[ 
https://issues.apache.org/jira/browse/SPARK-19430?page=com.atlassian.jira.plugin.system.issuetabpanels:all-tabpanel
 ]

Sameer Agarwal updated SPARK-19430:
-----------------------------------
    Description: 
Spark throws an exception when trying to read external tables with VARCHAR 
columns if they're backed by ORC files that were written by Hive 1.2.1 (and 
possibly other versions of hive).

Steps to reproduce (credits to [~lian cheng]):

# Write an ORC table using Hive 1.2.1 with
   {noformat}
CREATE TABLE orc_varchar_test STORED AS ORC
AS SELECT CASTE('a' AS VARCHAR(10)) AS c0{noformat}
# Get the raw path of the written ORC file
# Create an external table pointing to this file and read the table using Spark
  {noformat}
val path = "/tmp/orc_varchar_test"
sql(s"create external table if not exists test (c0 varchar(10)) stored as orc 
location '$path'")
spark.table("test").show(){noformat}

The problem here is that the metadata in the ORC file written by Hive is 
different from those written by Spark.

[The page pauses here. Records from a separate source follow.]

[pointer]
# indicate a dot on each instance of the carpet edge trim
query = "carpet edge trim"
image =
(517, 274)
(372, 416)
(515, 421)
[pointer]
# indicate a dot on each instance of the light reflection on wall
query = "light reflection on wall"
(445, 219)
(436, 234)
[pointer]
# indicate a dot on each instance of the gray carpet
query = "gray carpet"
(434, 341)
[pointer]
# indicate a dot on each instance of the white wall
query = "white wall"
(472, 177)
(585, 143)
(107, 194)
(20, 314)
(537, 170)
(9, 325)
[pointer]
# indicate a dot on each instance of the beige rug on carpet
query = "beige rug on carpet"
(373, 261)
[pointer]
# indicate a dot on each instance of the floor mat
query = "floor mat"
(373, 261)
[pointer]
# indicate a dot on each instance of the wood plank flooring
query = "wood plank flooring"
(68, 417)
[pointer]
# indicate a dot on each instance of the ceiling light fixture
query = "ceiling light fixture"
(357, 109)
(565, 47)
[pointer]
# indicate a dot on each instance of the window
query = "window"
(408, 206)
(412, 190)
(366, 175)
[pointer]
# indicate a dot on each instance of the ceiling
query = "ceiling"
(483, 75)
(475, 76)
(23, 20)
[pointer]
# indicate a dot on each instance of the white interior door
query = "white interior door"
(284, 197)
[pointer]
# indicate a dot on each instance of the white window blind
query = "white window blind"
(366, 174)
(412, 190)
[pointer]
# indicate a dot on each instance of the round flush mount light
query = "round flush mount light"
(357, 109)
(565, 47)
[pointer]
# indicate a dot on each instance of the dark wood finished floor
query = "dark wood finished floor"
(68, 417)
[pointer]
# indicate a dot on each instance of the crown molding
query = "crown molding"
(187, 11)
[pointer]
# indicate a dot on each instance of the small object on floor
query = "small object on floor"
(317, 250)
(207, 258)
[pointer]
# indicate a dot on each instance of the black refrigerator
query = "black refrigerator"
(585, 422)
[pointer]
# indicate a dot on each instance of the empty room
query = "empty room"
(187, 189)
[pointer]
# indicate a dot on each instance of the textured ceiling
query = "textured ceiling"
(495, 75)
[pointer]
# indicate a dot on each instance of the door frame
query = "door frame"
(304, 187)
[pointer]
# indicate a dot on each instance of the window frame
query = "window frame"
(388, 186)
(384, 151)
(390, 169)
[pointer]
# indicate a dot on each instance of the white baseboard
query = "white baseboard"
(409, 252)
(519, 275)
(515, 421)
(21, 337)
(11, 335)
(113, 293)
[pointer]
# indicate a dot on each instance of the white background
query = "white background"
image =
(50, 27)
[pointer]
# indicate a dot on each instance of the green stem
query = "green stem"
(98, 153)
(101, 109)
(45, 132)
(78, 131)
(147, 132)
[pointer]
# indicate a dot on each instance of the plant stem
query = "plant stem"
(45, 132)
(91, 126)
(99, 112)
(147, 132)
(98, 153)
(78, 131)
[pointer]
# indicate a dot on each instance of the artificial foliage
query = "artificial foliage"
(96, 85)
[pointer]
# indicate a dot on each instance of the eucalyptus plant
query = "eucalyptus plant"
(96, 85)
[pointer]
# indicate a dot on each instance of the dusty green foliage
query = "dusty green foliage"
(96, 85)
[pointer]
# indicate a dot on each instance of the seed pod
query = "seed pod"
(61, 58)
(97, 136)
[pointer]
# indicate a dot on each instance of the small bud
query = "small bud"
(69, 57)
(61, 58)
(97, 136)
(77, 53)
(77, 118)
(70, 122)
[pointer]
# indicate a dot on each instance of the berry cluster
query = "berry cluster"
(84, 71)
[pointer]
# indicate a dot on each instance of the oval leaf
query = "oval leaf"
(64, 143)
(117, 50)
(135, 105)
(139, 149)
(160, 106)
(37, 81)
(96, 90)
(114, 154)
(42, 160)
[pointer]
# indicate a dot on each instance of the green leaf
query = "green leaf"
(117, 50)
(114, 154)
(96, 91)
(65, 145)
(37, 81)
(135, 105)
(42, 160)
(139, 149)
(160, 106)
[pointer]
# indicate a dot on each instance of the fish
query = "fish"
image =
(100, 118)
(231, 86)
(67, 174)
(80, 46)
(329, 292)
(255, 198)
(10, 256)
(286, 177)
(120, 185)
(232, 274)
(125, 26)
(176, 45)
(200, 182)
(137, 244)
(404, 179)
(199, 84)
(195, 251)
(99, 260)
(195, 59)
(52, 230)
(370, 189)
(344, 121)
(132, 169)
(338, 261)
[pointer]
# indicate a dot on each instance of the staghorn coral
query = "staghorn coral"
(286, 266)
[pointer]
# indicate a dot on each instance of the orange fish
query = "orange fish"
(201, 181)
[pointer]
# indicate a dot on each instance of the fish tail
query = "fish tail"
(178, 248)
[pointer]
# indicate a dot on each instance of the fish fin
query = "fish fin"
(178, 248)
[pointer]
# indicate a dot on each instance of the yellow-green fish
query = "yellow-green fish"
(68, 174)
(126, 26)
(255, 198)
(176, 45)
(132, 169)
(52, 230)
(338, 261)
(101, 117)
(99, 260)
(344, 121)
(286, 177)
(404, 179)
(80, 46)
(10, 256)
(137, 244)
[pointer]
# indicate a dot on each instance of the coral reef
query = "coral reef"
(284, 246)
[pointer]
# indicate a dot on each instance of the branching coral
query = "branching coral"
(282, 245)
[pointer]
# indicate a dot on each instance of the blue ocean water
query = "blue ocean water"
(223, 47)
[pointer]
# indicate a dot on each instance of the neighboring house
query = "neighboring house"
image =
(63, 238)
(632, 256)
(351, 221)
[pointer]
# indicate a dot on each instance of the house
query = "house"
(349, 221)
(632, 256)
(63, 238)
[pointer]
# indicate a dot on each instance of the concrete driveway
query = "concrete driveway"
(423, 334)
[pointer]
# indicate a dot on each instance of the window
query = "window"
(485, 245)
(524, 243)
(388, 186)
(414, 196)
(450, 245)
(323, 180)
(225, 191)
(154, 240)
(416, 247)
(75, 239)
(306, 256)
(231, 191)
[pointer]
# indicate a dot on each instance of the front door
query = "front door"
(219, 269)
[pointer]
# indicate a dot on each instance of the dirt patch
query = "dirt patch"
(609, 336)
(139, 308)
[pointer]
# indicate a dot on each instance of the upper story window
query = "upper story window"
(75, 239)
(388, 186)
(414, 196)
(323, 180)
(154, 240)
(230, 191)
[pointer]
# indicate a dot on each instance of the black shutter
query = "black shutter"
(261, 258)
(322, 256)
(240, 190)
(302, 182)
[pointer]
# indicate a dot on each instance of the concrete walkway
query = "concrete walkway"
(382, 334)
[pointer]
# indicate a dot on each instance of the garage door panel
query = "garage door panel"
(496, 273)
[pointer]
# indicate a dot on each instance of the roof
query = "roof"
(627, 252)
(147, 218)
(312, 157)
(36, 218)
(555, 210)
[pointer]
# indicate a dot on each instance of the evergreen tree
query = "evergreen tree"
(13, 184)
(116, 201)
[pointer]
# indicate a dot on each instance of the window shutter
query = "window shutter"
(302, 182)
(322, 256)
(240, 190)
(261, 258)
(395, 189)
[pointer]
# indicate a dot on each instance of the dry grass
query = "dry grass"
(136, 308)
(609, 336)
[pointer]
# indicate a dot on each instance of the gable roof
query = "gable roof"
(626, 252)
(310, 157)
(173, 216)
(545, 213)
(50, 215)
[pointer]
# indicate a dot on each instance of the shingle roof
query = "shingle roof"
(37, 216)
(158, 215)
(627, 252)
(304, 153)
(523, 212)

We can inspect the ORC file written 
above:
{noformat}
$ hive --orcfiledump 
file:///Users/lian/local/var/lib/hive/warehouse_1.2.1/orc_varchar_test/000000_0
Structure for 
file:///Users/lian/local/var/lib/hive/warehouse_1.2.1/orc_varchar_test/000000_0
File Version: 0.12 with HIVE_8732
Rows: 1
Compression: ZLIB
Compression size: 262144
Type: struct<_col0:varchar(10)>       <----
...
{noformat}
On the other hand, if you create an ORC table using the same DDL and inspect 
the written ORC file, you'll see:
{noformat}
...
Type: struct<c0:string>
...
{noformat}

Note that all tests are done with {{spark.sql.hive.convertMetastoreOrc}} set to 
{{false}}, which is the default case.

I've verified that Spark 1.6.x, 2.0.x and 2.1.x all fail with instances of the 
following error:

{code}
java.lang.ClassCastException: 
org.apache.hadoop.hive.serde2.io.HiveVarcharWritable cannot be cast to 
org.apache.hadoop.io.Text
    at 
org.apache.hadoop.hive.serde2.objectinspector.primitive.WritableStringObjectInspector.getPrimitiveWritableObject(WritableStringObjectInspector.java:41)
    at 
org.apache.spark.sql.hive.HiveInspectors$$anonfun$unwrapperFor$23.apply(HiveInspectors.scala:529)
    at 
org.apache.spark.sql.hive.HadoopTableReader$$anonfun$14$$anonfun$apply$15.apply(TableReader.scala:419)
    at 
org.apache.spark.sql.hive.HadoopTableReader$$anonfun$14$$anonfun$apply$15.apply(TableReader.scala:419)
    at 
org.apache.spark.sql.hive.HadoopTableReader$$anonfun$fillObject$2.apply(TableReader.scala:435)
    at 
org.apache.spark.sql.hive.HadoopTableReader$$anonfun$fillObject$2.apply(TableReader.scala:426)
    at scala.collection.Iterator$$anon$11.next(Iterator.scala:328)
    at scala.collection.Iterator$$anon$11.next(Iterator.scala:328)
    at 
org.apache.spark.sql.catalyst.expressions.GeneratedClass$GeneratedIterator.agg_doAggregateWithKeys$(Unknown
 Source)
    at 
org.apache.spark.sql.catalyst.expressions.GeneratedClass$GeneratedIterator.processNext(Unknown
 Source)
    at 
org.apache.spark.sql.execution.BufferedRowIterator.hasNext(BufferedRowIterator.java:43)
    at 
org.apache.spark.sql.execution.WholeStageCodegenExec$$anonfun$8$$anon$1.hasNext(WholeStageCodegenExec.scala:377)
    at scala.collection.Iterator$$anon$11.hasNext(Iterator.scala:327)
    at 
org.apache.spark.shuffle.sort.BypassMergeSortShuffleWriter.write(BypassMergeSortShuffleWriter.java:126)
    at 
org.apache.spark.scheduler.ShuffleMapTask.runTask(ShuffleMapTask.scala:96)
    at 
org.apache.spark.scheduler.ShuffleMapTask.runTask(ShuffleMapTask.scala:53)
    at org.apache.spark.scheduler.Task.run(Task.scala:99)
    at org.apache.spark.executor.Executor$TaskRunner.run(Executor.scala:322)
    at 
java.util.concurrent.ThreadPoolExecutor.runWorker(ThreadPoolExecutor.java:1142)
    at 
java.util.concurrent.ThreadPoolExecutor$Worker.run(ThreadPoolExecutor.java:617)
    at java.lang.Thread.run(Thread.java:745)
{code}

  was:
Spark throws an exception when trying to read external tables with VARCHAR 
columns if they're backed by ORC files that were written by Hive 1.2.1.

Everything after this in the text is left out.